この三点の習得が不可欠ということがわかりました。

 それと、このとき社員たちと話し合って、もう一つ大事なことを決定しました。折角スギの大産地の九州で事業を行うからには、スギを使った集成材をメインにしようということでした。JASも樹種としてスギで申請、全国でスギ構造用集成材の第一号の工場となりました。これらのために大学、国公設試験場、同業者など多くの方々の門を敲きましたが、中でも次のお三方には大変お世話になりました。

  • 故 中村 徳孫氏(宮崎大学名誉教授)
  • 貝本 冨之輔氏(株式会社トリスミ)
  • 鈴木 雄司氏(IWE木構造研究所)

 中でも中村先生には、このあとも永く実に親身に、木材加工の基本から応用編まで御指導いただきました。


操業開始と成長

 各方面の御指導を受けながら試行錯誤で工場建設にとりかかりました。まず設計図を作り、材料の試作をしつつ、JASの安定度試験を受ける、そしてその材料を建築に利用するという牧歌的な仕事の進め方でした。時代の流れは非住宅建設分野も木造化の方向であること、そんなに沢山ではなくても必ず仕事が来ることは確信していました。その時が来るまで恐らく2年、それまでじっくりと、技術を蓄積し人材を養成する。そのため機械設備から建物まで、全てを手作りで整備するつもりでした。補助金を受けていなかったからこそのことです。しかし時の流れは想定以上でした。

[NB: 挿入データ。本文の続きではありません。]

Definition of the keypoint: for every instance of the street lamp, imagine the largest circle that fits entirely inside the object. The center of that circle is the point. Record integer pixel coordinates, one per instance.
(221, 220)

 工場の一棟目もまだ出来ないうちに、城山観光ホテルからビヤガーデンのお話がありました。当時在社していたK君のデザインを提示したところ話は進み、程なく受注しました。棟上げしたところ、施主は想像よりも遙かに良いイメージであることに愕然となさり、工事をストップして直ちに設計変更、工事費も当初契約額の4倍に増額、苦心惨憺しながら完工しました。夏場だけのビヤガーデンから、「レストランホルト」と命名された本格的レストランに変身しました。このレストランの落成祝賀会は、当社の工場の落成式の一ヶ月前に行われました。

 

 それもこれも時代の波だったのでしょう。操業3年目には何十年にわたっての家業である製材の売り上げを追い越したほどでした。

 まさに疾風怒涛のような最初の10年を経て、二十周年を迎えた今では落ち着いてきました。以前のようにどかんと大きな仕事が来ることはありませんが、仕事は一年を通じて安定してきています。

 この20年間1,000近い仕事を通じてこつこつ積み重ねた設備やノウハウがあって、今ではどんな難しい仕事が来ても困ることはありません。

 

次世代を担う商品、業態

 かつて「非住宅分野」と規定したように、住宅とは使う材料も、技術も全く異なる分野でした。ところが今では住宅でも集成材が多用されますし、非住宅大規模建築でも、無垢KD材が普通に使用されるようになりました。世の中が待っているような、新しい技術、製品が生まれれば、社会に大きな変化と進歩をもたらします。

 そういう意味では製材多層パネル(CLT)は久々の新しい大型商品になりそうに思われます。施工がシンプルなので、現場での手間や工事期間が大幅に短縮されること、そして構造体が頑強で、耐火性能も大幅に向上します。木材の低コスト化が進んだ今、また「想定外」のことがよく起きる今、まさに「時代が求める商品」と思われます。

 また数年前から取り組んている「ホウ酸塩処理」について、この処理をした木材を当社では「Bラム」と名付けました。家一棟分をBラムで作る、そう大したお金を掛けずに、孫子の代まで使える家が可能になります。

 これらを踏まえ、信頼性の高い、質の高い木造建築を目指して取り組んで参りたいと思います。